A story of heroes, bullying and bagpipes, by the time Thunderstruck comes to a close you will not quite believe what you have stumbled into. An unassuming stage at the Scottish Storytelling Centre is the scene for a story of scale and pathos, focused on one young piper’s ambitions to be the best and the way he looked up to perhaps the greatest piper to ever live, Gordon Duncan. This is a show of detail, presence and emotional depth that ends on an astonishing high note which you will be reeling from hours later.

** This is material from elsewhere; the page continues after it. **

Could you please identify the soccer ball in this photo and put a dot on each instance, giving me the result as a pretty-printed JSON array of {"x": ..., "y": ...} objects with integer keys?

Despite his prowess, Duncan’s skill with the pipes is never spoken about in the same way as Mozart on the piano or Jimi Hendrix on the guitar. Thunderstruck’s David Colvin puts this down to stigma against the bagpipes, an instrument no musical group wants to call their own. Colvin’s play is about how he came to learn the bagpipes and how he looked up to the way Duncan rewrote the rulebook on what bagpipes are capable of. Colvin’s story is the heart and soul of the play, a reflective dive into ambition and what it feels like to find your calling. It is laced with a perfectly blended mixture of comedy and pathos (including a very funny interaction with Princess Diana), while any music nerds will be delighted with the technical detail Colvin riddles throughout the performance. 

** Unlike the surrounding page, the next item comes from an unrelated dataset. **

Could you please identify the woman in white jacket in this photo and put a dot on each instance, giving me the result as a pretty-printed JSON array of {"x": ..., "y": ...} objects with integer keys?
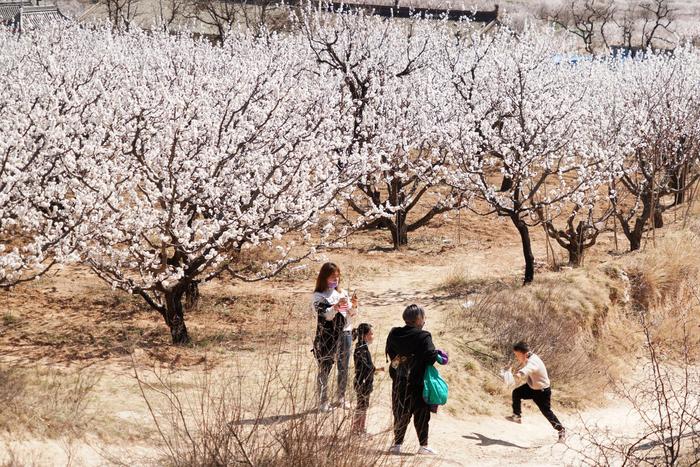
[{"x": 334, "y": 312}]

Colvin spends most of the play exploring how he longs for a connection to Scotland and its history through music, expressed both in his addresses to the audience and his contemplative, one-sided conversations with Duncan. It all builds up to a sensational musical climax which allows you to share in that connection. The finale is a musical storm that sends shockwaves through your body, the pipes dominating the ensemble completed by an electric guitar, bass, and drums. It blows you back into your seat, and by the time you fully comprehend the brilliance of what you are hearing, it will be over.

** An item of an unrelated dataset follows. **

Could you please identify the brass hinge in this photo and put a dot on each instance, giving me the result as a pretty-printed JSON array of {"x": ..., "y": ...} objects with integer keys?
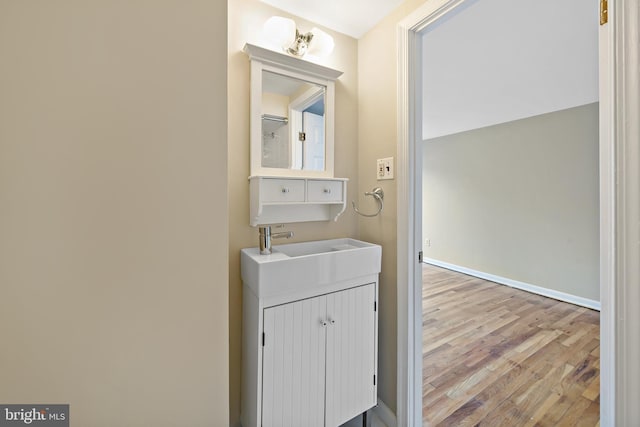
[{"x": 604, "y": 12}]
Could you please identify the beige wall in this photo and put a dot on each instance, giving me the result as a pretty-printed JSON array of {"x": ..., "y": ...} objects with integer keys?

Thunderstruck is an astounding hour-and-a-bit of music, ambition, and the way we look up to our heroes even when they are disavowed by established figures of their craft. Performed without fault and with such unmistakable passion, it deserves the thunderous applause that will inevitably follow once the pipes go silent for the final time. Hilarious and dramatic in equal measure, Thunderstruck is quite unlike anything else.